NORFOLK, Va. (WAVY) — Brandon Caserta was a service member who didn’t get the chance to become a veteran, but his legacy should help veterans for many years to come.
“You get help while you’re in, it follows you, and you know what to expect when they become veterans,” said Teri Caserta, Brandon’s mother.
Brandon Caserta died by suicide five years ago on Naval Station Norfolk. By removing stigma while someone is active, Caserta’s parents believe the new law will lessen stigma later when they become a veteran, and act as a beacon and a gateway for military mental health resources already in place.
“We strongly believe that,” said Patrick Caserta, a Navy veteran himself.
Brandon wanted to be a SEAL, but like the vast majority of those who start the course, he was unable to complete it. Afterward, he was bullied and harassed, even by his own chain of command.
“That stigma was huge,” Patrick Caserta said. “It makes you feel alone, it makes you feel not wanted, you don’t fit in.”
His parents fought for the law and it was implemented by the Pentagon earlier this year.
“Now, service members can’t be refused for asking and getting help, no matter what type of help it is,” Teri Caserta said.
Kayla Fallon-Arestivo runs Trails of Purpose, a non-profit dedicated to mental health counseling for active duty and veterans, using a pastoral setting in Chesapeake with more than two dozen animals.
She has looked into the eyes of troubled service members, who until now, did not feel empowered.
“I don’t think a lot of people right now within the military are used to advocating for their own mental health,” Fallon-Arestivo said. “In fact I know that they’re not.”
She has seen the difficulty and the blowback those members experience, when the stress of their military and personal lives begins to cross lines.
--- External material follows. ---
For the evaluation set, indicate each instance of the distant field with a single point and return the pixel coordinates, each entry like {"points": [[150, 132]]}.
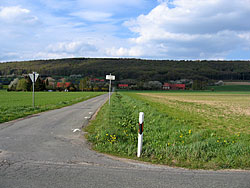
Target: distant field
{"points": [[237, 83], [15, 105], [209, 130], [230, 88]]}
“Some of the direct feedback that we get live-time is that they’re afraid of retaliation,” she said. They’re afraid of speaking up. They feel guilt or shame if they do, because they should be able to just muscle through it and deal with it.”
For the Brandon Act to have lasting effect and carry over to veterans, Fallon-Arestivo said positivity and momentum are key, and now is no time for the naysayers.
“So I’m curious to see how the different generations do trend with the Brandon Act implemented.”
With easier access and more confidentiality surrounding mental health resources comes the promise of brighter days.
“Implementation of the Brandon Act is definitely a step that gets us to the lessening of the mental health crisis within veterans,” Fallon-Arestivo said. “The prediction is that there would be a lessening in addiction, unhealthy coping behaviors and homelessness.”
Brandon’s parents get constant contact from military families in crisis, but they’re starting to get more hopeful messages that the Brandon Act is now part of their arsenal of mental health resources.
“Service members are using the Brandon Act and they are getting the help that they need, and that is what we have wanted since day one,” Teri Caserta said. “Brandon’s legacy will live on forever, and I’m very proud of that.”